It should, therefore, come as no surprise to anyone that their latest record is a collection of Nick Cave & The Bad Seeds cover versions, with a 14-year-old girl from Leeds on lead vocals. The seed for Where The Viaduct Looms was sown when Nell Smith went to see The Flaming Lips in Calgary dressed as a parrot. Lead singer Wayne Coyne noticed her from the crowd, befriended her family, and has acted as a musical mentor to Smith over the last few years.
When discussing a collaboration, Coyne suggested to Smith that they perform some Nick Cave songs – an artist 50 years her senior who she’d never heard of before. It’s a concept that really shouldn’t work, but somehow does. Cave’s songs, usually so full of menace, mystique and melancholy, are given new light under Smith’s light, airy voice, and the fact that she was unfamiliar with the source material means that no tracks are treated with any over-reverence.
All the covers are pretty faithful to the originals, so there shouldn’t be too much outrage from any Cave purists. Girl In Amber still manages to sound impossibly sad and slightly eerie, and O Children builds steadily upwards in its intensity. Some of the covers even rival Cave’s versions for effectiveness – A Weeping Song and The Ship Song are both gorgeous renditions with Smith being perfectly backed by the Lips’ trademark woozy electronica.
The track selection will be familiar to any casual Cave fan, with two of his best known songs, Into My Arms and Red Right Hand both featuring. Wisely, Coyne has stayed away from Cave’s more menacing murder ballads (we can only imagine how unsettling Stagger Lee would be as sung by a teenager) – Into My Arms in particular seems to have a new dimension added to it, the stately beauty of the original being transformed into a twinkly, spacey ballad.
Some parts don’t quite work. Red Right Hand has taken on a new familiarity since being used as the theme tune to Peaky Blinders and has been covered by a multitude of artists in recent years, so its appearance on Where The Viaduct Looms doesn’t have the impact it should.

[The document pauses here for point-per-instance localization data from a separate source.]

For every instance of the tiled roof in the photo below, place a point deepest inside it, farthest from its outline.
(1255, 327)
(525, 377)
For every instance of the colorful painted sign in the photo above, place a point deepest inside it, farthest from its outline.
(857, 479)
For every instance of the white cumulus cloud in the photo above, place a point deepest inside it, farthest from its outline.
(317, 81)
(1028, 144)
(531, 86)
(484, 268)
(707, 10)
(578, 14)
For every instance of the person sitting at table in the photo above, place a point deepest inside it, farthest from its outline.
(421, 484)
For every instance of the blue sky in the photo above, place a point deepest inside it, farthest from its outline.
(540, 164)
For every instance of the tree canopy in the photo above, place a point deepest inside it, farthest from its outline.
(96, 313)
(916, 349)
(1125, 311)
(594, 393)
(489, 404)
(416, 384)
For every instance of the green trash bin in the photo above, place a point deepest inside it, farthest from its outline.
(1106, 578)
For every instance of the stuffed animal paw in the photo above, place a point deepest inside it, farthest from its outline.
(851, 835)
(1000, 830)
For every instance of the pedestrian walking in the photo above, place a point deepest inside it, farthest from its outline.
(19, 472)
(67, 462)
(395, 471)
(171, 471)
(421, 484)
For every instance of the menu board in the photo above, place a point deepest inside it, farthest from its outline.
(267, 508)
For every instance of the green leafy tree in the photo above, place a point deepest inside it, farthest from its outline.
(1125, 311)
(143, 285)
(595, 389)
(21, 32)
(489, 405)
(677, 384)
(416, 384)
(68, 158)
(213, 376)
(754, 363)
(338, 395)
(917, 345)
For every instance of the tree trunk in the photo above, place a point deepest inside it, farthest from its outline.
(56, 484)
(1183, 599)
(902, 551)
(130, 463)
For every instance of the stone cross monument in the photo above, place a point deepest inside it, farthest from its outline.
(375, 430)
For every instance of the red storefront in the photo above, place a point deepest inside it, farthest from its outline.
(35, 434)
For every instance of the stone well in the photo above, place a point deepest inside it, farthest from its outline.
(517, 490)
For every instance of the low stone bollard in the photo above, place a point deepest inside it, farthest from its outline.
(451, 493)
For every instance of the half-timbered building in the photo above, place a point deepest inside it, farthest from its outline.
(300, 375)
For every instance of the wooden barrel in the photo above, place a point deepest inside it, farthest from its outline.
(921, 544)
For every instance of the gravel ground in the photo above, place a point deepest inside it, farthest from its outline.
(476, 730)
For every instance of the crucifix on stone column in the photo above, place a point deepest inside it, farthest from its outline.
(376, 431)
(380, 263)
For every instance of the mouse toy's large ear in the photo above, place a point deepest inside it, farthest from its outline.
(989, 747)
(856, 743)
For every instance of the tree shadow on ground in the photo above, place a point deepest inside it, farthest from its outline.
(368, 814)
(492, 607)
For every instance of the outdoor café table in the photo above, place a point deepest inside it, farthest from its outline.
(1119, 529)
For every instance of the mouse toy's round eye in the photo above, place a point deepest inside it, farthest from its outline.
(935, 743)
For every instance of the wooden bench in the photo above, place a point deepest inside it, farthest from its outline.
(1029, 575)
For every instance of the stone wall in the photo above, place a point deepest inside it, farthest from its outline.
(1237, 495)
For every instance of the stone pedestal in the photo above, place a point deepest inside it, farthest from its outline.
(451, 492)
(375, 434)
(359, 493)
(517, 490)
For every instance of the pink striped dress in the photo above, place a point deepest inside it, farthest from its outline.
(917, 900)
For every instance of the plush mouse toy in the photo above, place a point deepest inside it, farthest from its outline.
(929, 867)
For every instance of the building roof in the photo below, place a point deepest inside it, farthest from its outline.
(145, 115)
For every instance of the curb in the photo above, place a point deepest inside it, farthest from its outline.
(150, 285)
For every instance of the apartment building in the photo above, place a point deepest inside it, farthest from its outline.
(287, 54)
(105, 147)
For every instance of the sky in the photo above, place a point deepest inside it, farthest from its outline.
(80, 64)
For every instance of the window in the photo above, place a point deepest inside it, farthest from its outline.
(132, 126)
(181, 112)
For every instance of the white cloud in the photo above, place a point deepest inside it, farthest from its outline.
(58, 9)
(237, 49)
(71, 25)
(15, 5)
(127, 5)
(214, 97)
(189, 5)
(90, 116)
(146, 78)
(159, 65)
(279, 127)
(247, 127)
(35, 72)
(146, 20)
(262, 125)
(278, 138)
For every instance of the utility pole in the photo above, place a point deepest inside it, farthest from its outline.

No More Shall We Part isn’t that suitable for Smith’s voice, but the closing We Know Who You Are redeems matters: it makes for a suitably contemplative and unsettling end to the album.
Whether this is just a one-off or the start of more regular collaborations between Nell Smith and The Flaming Lips remains to be seen. It remains a fine showcase for a talented young singer though, and if this unlikely pairing were to team up again, it would be fascinating to hear her tackle some of her, or Coyne’s original songs.